Oct/Nov 2006  •   Reviews & Interviews

Memories of My Melancholy Whores

Review by Elizabeth P. Glixman


Memories of My Melancholy Whores.
Gabriel Garcia Marquez.
Alfred A. Knopf. 2005.
ISBN 1-4000-4460-X.


Gabriel Garcia Marquez received the Nobel Prize in Literature in 1982. He has written numerous books, including "One Hundred Years of Solitude" (I will never forget this story) and "Love in the Time of Cholera." His latest novel Memories of My Melancholy Whores is a 115-page, strangely erotic, and spiritual masterpiece. The man is a great writer, but I don't have to tell you that.

The nameless narrator of this novel, a cultured, shy, unattractive journalist, lives somewhere in Mexico, "twenty leagues distant" from the estuary of the Great Magdalena River. To celebrate his ninetieth birthday he calls an old friend, Rosa Cabarcas, a madam whose establishment he frequented years ago. The only women he knew intimately were whores. He wants to buy himself the gift of a wild night of passionate love with an adolescent virgin. Rosa finds a young peasant girl. She overly sedates the young nervous girl with valerian. The naked girl sleeps all night. The man watches and touches. He says, "Trying not to wake her, I sat on the bed, naked, my eyes accustomed by now to the deceptions of the red light, and I scrutinized her inch by inch. I ran the tip of my index finger along the damp nape of her neck, and she shivered inside, along the length of her body..." And later, "That night I discovered the improbable pleasure of contemplating the body of a sleeping woman without the urgencies of desire or the obstacles of modesty."

She continued to sleep each night (as the man visited) exhausted from her daily work at a button factory, where she worked to support a crippled mother and brothers and sisters, and drugged by the madam. The man liked the silent arrangement between them. He lay beside her. There is nothing happening between them, at least visibly. Yet for the first time in his life, the man falls in love.

He names the girl Delgadina. The name comes from a medieval or Renaissance ballad about the incestuous desire of a king for his daughter.

Over the course of the year his love for the girl intensifies. He brings gifts to their room at the brothel. He sleeps in bed with her. He turns on the radio to play classical music for her, and fans to cool her in the humidity of the night. In part the story reminded me of a strange version of the fairy tale, Sleeping Beauty.

As I read I thought, what a foolish old man, dewlaps and all. No young girl would love him and his love must be an illusion and this voyeurism is strange. But who knows the ways of men and women? This May-December relationship works. The girl tells Rosa she returns his love. For a poor whore, the man’s attention and concern for her well-being are gifts that induce feeling.

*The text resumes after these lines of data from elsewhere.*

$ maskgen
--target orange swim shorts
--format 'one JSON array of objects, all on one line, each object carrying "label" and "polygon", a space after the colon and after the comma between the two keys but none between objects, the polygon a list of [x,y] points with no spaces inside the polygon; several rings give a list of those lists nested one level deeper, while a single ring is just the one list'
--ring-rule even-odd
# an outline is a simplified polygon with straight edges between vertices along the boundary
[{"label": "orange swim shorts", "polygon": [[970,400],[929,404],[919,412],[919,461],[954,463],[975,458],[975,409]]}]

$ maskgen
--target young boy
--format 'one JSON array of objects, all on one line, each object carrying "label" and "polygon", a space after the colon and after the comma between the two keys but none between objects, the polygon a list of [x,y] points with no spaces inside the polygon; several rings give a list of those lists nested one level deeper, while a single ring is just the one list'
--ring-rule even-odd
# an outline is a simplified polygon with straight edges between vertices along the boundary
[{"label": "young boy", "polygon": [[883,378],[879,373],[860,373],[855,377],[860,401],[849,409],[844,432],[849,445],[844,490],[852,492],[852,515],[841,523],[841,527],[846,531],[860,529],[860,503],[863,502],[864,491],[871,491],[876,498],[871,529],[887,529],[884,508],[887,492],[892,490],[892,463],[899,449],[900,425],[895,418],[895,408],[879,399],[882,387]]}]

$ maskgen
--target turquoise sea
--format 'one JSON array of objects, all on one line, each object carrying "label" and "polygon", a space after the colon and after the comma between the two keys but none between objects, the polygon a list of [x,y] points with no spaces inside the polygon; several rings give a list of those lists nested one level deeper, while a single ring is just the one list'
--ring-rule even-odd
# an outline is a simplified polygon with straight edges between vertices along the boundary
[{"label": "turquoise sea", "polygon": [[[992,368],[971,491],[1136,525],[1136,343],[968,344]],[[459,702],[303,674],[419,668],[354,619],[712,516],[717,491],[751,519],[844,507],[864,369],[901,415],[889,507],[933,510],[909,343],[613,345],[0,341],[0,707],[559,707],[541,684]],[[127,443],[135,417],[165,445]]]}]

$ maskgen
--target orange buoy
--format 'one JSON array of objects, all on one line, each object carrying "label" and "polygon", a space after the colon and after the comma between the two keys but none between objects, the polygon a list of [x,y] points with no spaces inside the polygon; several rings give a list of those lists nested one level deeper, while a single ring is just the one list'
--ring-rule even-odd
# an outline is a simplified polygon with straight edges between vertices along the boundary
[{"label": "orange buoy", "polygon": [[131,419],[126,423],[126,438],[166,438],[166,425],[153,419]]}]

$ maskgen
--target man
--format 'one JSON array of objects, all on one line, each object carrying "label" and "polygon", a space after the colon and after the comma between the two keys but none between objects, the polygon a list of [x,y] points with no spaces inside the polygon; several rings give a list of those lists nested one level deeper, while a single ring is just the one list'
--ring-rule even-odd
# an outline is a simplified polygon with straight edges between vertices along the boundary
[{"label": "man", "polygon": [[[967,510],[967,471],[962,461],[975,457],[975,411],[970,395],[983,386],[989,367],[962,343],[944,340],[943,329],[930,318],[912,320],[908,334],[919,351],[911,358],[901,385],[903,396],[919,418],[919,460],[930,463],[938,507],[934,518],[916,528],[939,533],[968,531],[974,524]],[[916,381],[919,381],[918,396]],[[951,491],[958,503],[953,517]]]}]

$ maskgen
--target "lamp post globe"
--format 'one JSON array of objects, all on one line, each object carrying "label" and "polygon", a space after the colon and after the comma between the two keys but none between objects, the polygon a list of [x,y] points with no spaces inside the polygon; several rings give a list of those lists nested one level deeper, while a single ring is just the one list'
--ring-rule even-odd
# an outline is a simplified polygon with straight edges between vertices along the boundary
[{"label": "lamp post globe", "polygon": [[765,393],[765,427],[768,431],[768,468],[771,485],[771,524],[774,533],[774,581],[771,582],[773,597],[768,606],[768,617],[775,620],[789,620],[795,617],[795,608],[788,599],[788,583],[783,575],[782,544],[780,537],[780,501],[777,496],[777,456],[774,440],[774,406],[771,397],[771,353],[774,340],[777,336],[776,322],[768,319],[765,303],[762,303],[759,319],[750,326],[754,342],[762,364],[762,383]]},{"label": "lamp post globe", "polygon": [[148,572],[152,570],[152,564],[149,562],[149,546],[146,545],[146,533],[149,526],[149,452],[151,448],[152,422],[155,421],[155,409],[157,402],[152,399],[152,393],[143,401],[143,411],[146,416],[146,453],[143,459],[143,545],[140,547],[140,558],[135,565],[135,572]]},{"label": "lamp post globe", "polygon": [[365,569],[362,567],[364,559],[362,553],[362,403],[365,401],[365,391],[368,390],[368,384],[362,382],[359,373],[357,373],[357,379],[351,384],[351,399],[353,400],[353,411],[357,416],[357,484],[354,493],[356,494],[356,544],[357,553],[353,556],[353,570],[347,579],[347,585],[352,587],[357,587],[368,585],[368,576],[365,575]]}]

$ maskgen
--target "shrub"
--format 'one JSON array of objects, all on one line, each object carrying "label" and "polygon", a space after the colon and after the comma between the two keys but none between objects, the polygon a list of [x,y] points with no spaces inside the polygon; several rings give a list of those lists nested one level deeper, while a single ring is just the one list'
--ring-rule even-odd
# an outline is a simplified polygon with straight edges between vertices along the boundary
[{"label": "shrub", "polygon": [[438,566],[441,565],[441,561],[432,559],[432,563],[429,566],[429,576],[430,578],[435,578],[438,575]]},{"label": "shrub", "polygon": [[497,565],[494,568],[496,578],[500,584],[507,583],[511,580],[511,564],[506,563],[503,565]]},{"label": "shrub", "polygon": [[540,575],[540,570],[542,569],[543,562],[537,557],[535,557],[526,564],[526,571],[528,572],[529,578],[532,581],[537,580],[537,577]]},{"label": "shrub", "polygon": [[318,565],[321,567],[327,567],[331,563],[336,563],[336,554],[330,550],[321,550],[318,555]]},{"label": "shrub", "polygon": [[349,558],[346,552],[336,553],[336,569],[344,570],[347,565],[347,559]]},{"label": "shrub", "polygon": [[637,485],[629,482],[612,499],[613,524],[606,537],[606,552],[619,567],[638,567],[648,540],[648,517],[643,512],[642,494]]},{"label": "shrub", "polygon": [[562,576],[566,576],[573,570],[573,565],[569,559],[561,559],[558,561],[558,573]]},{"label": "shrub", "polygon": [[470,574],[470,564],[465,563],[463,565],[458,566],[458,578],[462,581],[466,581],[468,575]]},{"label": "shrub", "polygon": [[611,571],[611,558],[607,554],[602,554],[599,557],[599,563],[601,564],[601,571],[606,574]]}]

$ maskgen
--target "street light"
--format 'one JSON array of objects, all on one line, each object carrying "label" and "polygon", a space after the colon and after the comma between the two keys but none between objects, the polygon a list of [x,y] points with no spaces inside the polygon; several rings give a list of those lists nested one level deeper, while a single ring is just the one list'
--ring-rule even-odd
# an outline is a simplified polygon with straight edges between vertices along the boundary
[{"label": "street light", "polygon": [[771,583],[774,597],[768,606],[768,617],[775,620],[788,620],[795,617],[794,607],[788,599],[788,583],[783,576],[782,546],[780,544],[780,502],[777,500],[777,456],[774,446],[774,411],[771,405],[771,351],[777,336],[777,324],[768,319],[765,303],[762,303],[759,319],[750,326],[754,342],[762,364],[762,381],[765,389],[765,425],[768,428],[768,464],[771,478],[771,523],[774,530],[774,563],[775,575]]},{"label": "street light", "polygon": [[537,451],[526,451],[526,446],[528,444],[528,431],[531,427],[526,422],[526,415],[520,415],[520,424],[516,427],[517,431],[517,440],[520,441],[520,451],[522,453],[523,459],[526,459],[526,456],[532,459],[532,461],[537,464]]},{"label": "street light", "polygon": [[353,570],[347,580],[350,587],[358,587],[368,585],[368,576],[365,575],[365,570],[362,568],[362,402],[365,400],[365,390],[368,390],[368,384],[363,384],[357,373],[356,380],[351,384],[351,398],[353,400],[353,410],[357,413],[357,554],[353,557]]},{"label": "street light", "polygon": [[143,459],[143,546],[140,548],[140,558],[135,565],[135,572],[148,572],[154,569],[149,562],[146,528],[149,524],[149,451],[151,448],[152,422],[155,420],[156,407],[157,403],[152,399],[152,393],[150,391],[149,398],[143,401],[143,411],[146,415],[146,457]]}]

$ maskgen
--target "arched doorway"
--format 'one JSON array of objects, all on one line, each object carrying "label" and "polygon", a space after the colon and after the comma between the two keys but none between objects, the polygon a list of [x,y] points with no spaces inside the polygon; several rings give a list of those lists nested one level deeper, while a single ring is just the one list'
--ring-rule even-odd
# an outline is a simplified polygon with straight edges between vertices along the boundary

I found this book overwhelmingly beautiful as well as often disturbing. The tropics with their heat and violent rainstorms, their decay and rebirth, the growth of new vegetation that occurs alongside the transformation of the man’s interior life, the blossoming of uncorrupted love in an aged body, renewed my spirit. There is still something to be experienced at 90. There is no end to human growth. The body may decay, but the heart’s capacity to love is strong.

The age difference between the two is extreme. I think it was extreme to point out the irrelevancy of age in the face of this experience that led to the man’s experience of an untainted love. Or this large division of years may be intended to show the improbability and immorality of this liaison, allowing readers to question the true nature and motivation for the relationship.

Readers may find a man of this age, with his sagging flesh and lust, offensive. I did have to suspend belief at moments. I have seen the weakness and demise of old men like this narrator. He says about waking up on his ninetieth birthday, "my bones had been aching since the small hours, my asshole burned," not the stuff romance is made of.

It could be said the story is more about death than life, more about age and illness and some idealized version of love that holds off inevitable death, a sort of love of memory and despair. This may be so. Who knows the intent of the author? Perhaps in an analysis of all of Marquez’s work, an educated guess could be made.

What I feel Marquez has achieved using the two unlikely lovers, is a novel about the need we all have for connection and love. In the man’s case, it is all the more poignant because of his age and the life he has led. For those who may say this book is about an old man abusing an innocent young girl, think again. There is nothing but a win for both people in this tale of individual revelation and happiness.